Esto ocurre porque plantas de maíz han sido transformadas en laboratorios de Estados Unidos con el fin de resistir plagas y tolerar el herbicida glifosato, según publicó la revista Agroecology and Sustainable Food Systems,

El equipo universitario precisa que “más del 85 por ciento del maíz transgénico que se produce en Estados Unidos es tolerante al glifosato, plaguicida que es rociado sobre los maíces transgénicos que lo toleran, penetra en las plantas y llega a los granos”, y así llega a nuestras tortillas y otros alimentos hechos con maíz.

Los datos resultan impactantes, pero más todavía porque el maíz transgénico no está permitido en México a campo abierto, pues se encuentra en proceso una demanda colectiva que lo impide desde 2013, año en que se aplicó una medida precautoria que prohibía su siembra mientras duraba el proceso legal.

Resulta absurda la importación de grano transgénico ya que, como indica Álvarez-Buylla, “México produce suficiente maíz para el consumo humano: nativo e híbrido no transgénico. En 2016 produjo 25.7 millones de toneladas de maíz, de las cuales 12.3 millones se vendieron para consumo humano, 4.2 millones para autoconsumo, 4.4 millones para el sector pecuario y 1.5 millones para exportación”.

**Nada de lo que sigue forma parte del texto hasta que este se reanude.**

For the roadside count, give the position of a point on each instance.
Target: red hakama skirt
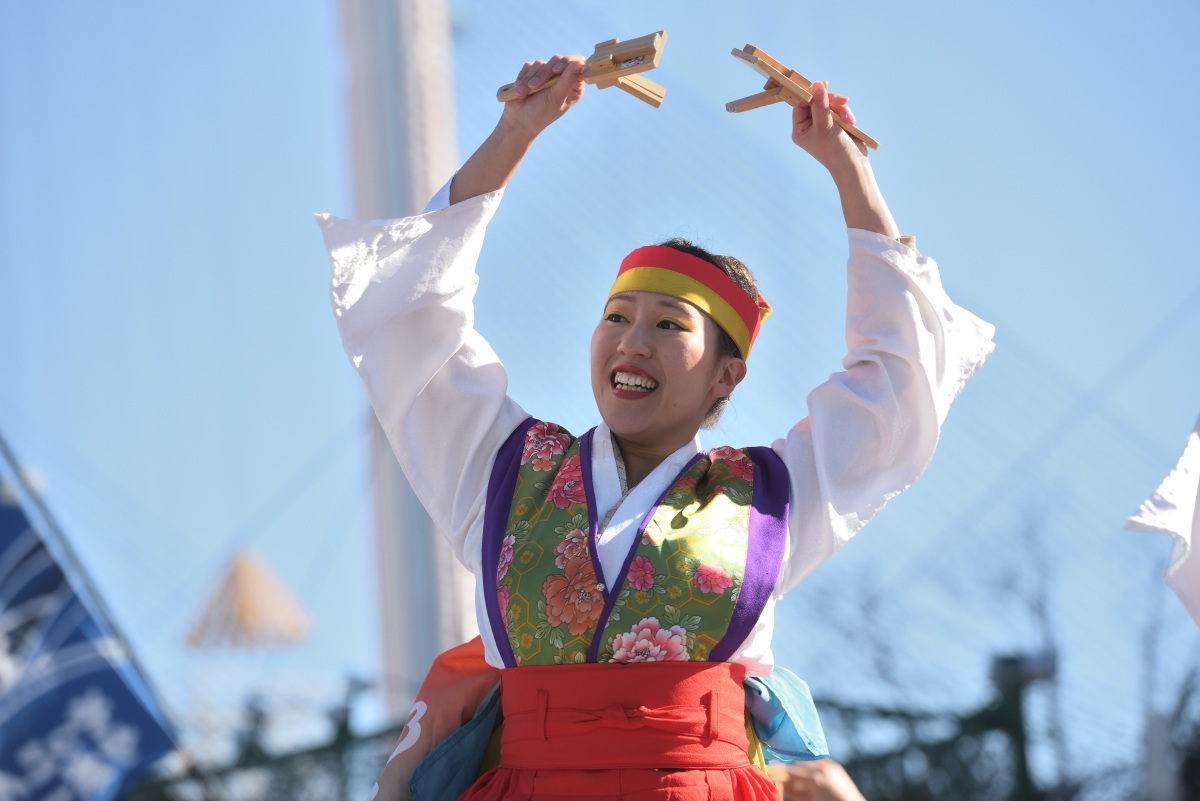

La experta en ecología y genética molecular del desarrollo aboga por que se apoye a la agricultura sostenible, agroecológica y campesina para fortalecer al campo mexicano y  para que el maíz nativo o criollo, de alta calidad nutricia, complementado con el híbrido que se produce en el norte del país, cubra las necesidades nacionales.

En noviembre de 2019, bajo el principio precautorio para la prevención de riesgos en materia ambiental, la Secretaría de Medio Ambiente negó la importación de mil toneladas de glifosato. Y también en 2019, el Gobierno de México creó el Grupo Intersecretarial de Salud, Alimentación, Medio Ambiente y Competitividad con el fin de tener una visión nacional de los grandes problemas de salud y medio ambiente, como el que causa el glifosato.

Dadas las evidencias científicas de la toxicidad del glifosato, que demuestran los impactos a la salud humana y al ambiente, se camina firmemente hacia la reducción gradual del uso de glifosato, hasta lograr su prohibición total en  2024, y se impulsa un sistema agroalimentario más seguro, más sano y respetuoso con el medio ambiente. En ese sentido se afina la ruta crítica para la disminución gradual del herbicida con métodos alternativos.